Knitting Without Training Wheels

Kidney WarmerWith chilly weather having arrived at last, I found myself longing for more warmth. In my online browsing, I came across the fabulous Japanese concept of Haramaki, or as I like to call them, “kidney warmers.” Perfect! I have a decent stash of yarn, and had been wanting to start a new knitting project, so off I went in search of a pattern. You see, even though I’ve been knitting for years, I never learned to trust myself to just whip something up, no matter how simple.

I hear you chuckling to yourself. Yes, indeed, knitting is a microcosm of my personal macrocosm.

Anyhow, the universe had me on her list that day because while there were plenty of sewing patterns, none of the few knitting patterns online were what I was looking for. The goal was something simple, woolen, and that didn’t require purchasing anything. I got irritated after attempting a variety of search terms. This was EXACTLY what I wanted, and it should be so straightforward. Why did no one have a simple, non-frumpy kidney warmer pattern in the vastness of the worldwide web? Feeling defeated, I went to the closet and inventoried my yarn and needles. I pulled out the Brooklyn Tweed Shelter that I’d been saving forever, ran my fingers over its soft lightness with longing, and made a decision. Find your gauge, measure your body, and just make the darned thing! It’s nothing terribly advanced. Just cast-on, knit and purl. What’s the worst thing that could happen, for crying out loud? Deep breath. When I eventually cast-on, I felt strangely liberated, and the creativity began to flow… Go figure!

It’s funny. I used to be the same way with cooking, relying heavily on recipes beyond the point when I needed them for the basics. Finally, one day, I  realized that I had all the tools I needed to shift from simply following directions to a place of imaginative experimentation, and make that next leap into learning by pure experience, with recipes popping into the picture for inspiration as desired. It changed my world for the better. The weight of the recipe was lifted, and to this day, I still love cooking and playing in the kitchen, even though it is a “required chore.”

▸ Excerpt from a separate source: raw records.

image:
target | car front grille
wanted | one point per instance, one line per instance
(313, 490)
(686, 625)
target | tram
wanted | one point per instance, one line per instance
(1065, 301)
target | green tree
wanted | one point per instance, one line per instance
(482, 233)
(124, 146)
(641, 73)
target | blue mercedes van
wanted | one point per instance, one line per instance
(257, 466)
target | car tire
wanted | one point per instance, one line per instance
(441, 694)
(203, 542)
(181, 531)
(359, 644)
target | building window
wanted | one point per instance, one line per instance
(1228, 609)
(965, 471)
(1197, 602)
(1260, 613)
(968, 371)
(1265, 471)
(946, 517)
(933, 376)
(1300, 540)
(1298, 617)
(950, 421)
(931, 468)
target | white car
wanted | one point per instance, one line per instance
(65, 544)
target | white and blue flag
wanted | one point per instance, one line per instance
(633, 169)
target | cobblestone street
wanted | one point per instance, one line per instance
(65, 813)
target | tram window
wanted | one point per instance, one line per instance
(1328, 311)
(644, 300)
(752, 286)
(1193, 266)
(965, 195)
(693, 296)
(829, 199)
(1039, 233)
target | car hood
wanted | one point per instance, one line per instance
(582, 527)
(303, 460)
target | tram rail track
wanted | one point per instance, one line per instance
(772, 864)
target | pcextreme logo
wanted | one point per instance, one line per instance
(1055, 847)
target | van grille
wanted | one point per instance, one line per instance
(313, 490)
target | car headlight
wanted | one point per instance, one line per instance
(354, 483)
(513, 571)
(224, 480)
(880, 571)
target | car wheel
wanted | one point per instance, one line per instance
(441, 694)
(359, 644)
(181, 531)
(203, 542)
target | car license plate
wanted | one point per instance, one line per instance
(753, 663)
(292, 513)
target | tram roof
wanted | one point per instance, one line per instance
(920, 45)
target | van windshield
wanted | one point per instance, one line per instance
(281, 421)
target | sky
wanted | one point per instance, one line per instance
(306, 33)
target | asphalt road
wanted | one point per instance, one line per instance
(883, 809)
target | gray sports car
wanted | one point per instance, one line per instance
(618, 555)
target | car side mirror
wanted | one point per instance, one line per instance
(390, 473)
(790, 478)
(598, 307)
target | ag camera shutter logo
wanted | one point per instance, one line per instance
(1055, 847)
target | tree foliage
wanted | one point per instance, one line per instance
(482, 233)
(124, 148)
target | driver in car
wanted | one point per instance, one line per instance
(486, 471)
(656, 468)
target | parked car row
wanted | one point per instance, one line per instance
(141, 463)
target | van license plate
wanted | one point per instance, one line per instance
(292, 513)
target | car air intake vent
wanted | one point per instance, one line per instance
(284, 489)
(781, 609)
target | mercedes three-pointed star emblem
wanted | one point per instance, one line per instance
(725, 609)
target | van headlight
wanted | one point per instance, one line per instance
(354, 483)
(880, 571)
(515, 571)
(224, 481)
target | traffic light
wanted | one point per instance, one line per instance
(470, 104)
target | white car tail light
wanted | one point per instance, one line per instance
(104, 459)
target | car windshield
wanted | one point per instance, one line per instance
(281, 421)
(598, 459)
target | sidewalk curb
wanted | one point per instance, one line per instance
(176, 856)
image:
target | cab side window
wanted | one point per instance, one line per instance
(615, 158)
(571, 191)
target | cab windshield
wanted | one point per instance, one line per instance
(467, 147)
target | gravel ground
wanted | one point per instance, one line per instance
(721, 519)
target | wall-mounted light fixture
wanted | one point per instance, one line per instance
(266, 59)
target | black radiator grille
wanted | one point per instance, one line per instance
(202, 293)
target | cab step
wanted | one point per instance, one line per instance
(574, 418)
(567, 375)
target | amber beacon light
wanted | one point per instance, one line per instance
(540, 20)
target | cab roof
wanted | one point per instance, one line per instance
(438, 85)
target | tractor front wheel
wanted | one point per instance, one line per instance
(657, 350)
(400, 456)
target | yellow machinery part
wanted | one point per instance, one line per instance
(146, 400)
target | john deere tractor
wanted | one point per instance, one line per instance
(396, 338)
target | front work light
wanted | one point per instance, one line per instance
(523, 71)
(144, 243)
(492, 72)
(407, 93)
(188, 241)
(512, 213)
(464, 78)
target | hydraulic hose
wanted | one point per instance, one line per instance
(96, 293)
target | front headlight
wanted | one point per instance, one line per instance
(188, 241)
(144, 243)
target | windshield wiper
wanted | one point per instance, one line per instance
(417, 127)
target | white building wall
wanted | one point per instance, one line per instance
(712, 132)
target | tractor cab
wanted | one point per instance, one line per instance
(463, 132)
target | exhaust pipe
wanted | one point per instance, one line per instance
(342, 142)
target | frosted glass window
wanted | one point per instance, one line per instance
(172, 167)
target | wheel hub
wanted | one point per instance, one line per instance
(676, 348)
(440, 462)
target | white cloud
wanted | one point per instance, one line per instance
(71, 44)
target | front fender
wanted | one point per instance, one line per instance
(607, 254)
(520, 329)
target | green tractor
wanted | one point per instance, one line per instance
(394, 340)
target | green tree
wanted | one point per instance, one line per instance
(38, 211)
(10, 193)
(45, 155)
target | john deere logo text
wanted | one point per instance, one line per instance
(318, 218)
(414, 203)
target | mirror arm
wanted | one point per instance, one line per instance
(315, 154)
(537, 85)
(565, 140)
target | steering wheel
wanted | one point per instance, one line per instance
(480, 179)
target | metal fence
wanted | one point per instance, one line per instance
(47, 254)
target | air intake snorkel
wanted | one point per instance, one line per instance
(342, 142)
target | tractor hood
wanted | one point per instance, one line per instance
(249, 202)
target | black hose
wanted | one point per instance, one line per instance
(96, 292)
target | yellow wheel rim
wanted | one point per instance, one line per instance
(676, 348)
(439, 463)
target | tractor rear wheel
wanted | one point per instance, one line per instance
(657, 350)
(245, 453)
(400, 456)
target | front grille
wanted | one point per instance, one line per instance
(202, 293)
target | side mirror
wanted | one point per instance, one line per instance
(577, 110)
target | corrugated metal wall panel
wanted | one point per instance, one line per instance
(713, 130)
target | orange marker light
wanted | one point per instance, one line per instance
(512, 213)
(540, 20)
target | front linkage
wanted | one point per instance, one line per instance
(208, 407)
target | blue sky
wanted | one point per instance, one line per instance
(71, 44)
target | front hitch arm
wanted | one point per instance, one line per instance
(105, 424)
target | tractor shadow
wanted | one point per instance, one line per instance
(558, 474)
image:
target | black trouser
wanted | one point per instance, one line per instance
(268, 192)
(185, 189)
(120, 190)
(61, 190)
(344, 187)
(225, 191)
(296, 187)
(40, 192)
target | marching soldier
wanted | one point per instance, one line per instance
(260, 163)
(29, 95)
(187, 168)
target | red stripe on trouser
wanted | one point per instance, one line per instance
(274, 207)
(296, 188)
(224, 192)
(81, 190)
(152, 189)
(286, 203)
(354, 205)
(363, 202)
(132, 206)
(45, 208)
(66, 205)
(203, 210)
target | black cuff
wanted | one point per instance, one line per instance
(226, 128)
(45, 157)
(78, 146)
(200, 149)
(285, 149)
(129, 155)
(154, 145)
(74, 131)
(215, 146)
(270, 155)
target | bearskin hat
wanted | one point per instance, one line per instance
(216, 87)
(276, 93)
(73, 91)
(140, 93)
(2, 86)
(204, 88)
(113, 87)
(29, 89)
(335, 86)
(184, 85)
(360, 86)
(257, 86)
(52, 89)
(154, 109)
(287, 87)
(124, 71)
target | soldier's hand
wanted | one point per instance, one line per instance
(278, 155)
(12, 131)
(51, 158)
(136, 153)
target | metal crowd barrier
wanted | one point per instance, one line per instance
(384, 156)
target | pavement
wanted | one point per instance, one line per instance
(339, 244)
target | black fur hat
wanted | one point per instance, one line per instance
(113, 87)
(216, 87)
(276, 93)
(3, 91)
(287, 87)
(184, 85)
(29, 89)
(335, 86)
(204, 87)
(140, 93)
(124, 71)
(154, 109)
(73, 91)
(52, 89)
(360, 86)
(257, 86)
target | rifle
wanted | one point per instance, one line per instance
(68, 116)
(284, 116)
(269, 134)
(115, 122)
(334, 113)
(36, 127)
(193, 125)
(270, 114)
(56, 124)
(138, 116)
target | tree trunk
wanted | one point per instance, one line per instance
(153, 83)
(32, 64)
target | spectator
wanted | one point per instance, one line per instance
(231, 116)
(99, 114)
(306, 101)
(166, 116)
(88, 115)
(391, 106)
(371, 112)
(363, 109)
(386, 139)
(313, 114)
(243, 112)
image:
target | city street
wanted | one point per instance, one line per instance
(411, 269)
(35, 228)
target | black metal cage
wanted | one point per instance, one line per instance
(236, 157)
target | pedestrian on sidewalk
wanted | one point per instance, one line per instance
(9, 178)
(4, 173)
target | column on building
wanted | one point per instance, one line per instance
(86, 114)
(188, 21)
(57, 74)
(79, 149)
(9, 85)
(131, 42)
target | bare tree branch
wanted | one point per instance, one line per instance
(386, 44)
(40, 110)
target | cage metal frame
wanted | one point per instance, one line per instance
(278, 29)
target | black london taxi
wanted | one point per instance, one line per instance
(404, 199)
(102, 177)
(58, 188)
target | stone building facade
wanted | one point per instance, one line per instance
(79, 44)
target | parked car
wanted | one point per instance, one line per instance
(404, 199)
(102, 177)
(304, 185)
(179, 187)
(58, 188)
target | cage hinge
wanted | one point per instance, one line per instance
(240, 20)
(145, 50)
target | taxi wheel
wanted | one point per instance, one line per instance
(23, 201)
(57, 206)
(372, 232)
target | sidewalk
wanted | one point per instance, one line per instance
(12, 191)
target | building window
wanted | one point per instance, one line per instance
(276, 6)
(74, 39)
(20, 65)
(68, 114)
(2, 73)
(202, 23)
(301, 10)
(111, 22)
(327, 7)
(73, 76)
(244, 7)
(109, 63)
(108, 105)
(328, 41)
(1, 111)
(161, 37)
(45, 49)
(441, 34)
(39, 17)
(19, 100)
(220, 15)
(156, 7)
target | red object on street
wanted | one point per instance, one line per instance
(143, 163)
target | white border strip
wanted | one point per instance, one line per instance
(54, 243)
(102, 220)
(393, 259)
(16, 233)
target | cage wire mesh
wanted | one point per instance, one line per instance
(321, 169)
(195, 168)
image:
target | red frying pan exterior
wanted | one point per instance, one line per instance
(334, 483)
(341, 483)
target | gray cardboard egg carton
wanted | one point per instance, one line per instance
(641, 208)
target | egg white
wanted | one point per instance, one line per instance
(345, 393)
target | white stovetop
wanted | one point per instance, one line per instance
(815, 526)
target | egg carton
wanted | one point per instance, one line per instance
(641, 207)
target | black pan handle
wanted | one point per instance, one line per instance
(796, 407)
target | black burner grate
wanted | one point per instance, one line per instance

By the same token, I’ve been steadily gathering wisdom about healing with food, herbs, and holistic lifestyle choices for years. It is what lights me up inside, and until recently, left me feeling constantly guilty because, “How can I be so passionate about this work, in a way that I have never been about my ‘real’ job?” When I left that “real” job and made the move to pursue holistic healing full time, I was filled with joy and hope the likes of which my soul had not felt for decades. Shortly thereafter, I started to realize that, “This is finally IT!” Yet, “How on earth do I structure ‘it’ to not only contribute to the world, but also make a living without it transforming into a form of punishment?” So what did I do? I turned around and picked a fight with someone whom I love and respect. (I know, trust me, looking back I am as utterly confused by this progression as you are!) I was convinced that I needed a pattern; an exact recipe for this leg of the journey. I was also terrified of missing the boat on what I’d discovered, and like a preschooler, felt compelled to fight for it. The crazy thing was, it wasn’t going anywhere. I’m not sure why I felt such an urge to aggressively prove my worthiness and literally fight for something that I love, even though it was sitting right there in my lap, asking to be embraced, but I did. Fortunately, my dear mentor wasn’t about to accept my shenanigans, and promptly knocked some sense into me and managed to help coax out the root of it.

Constantly worrying about “messing it up” is paralyzing. It induces anxiety and, like a chemical reaction, converts the joyful into the stressful. Worry is destructive.

I made a small error in my knitting project (which I hate doing by the way – I usually get so angry with myself and spend hours ripping it out, even if it’s not a big deal), and had to make a choice to just move past it and accept it as part of the process or go back and fix it. Yup, you guessed it, the same holds true on this next journey. Perfection is impossible. When those bumps in the road come along, one can choose to either just keep going, or take a few steps back and fix it. Not all bumps are created equal, and they are an inevitable part of life. Either course adds to the arsenal of experience that shapes people and practitioners.

There is no pattern for what I have embarked on. The paths outlined in textbooks are a general guide to be rolled around in the mind, but I’ve come to accept that I am fundamentally stubborn as heck about doing things my own way. I have a deep need to shape things that I do into my own, for that creative process is a part of what feeds my spirit and serves to keep my passion kindled and the result authentic.

At the root of my soul, I know that “The Way” will emerge organically through the marriage of my stash of wisdom, tools consistently acquired through ongoing study and life, the guidance of mentors, and the creativity that flows when I release fear and simply let go and let be.

Like the elusive Haramaki, it will be simple, yet strong, soft, and warm, with a touch of elegance, and made with love, and all must come from within.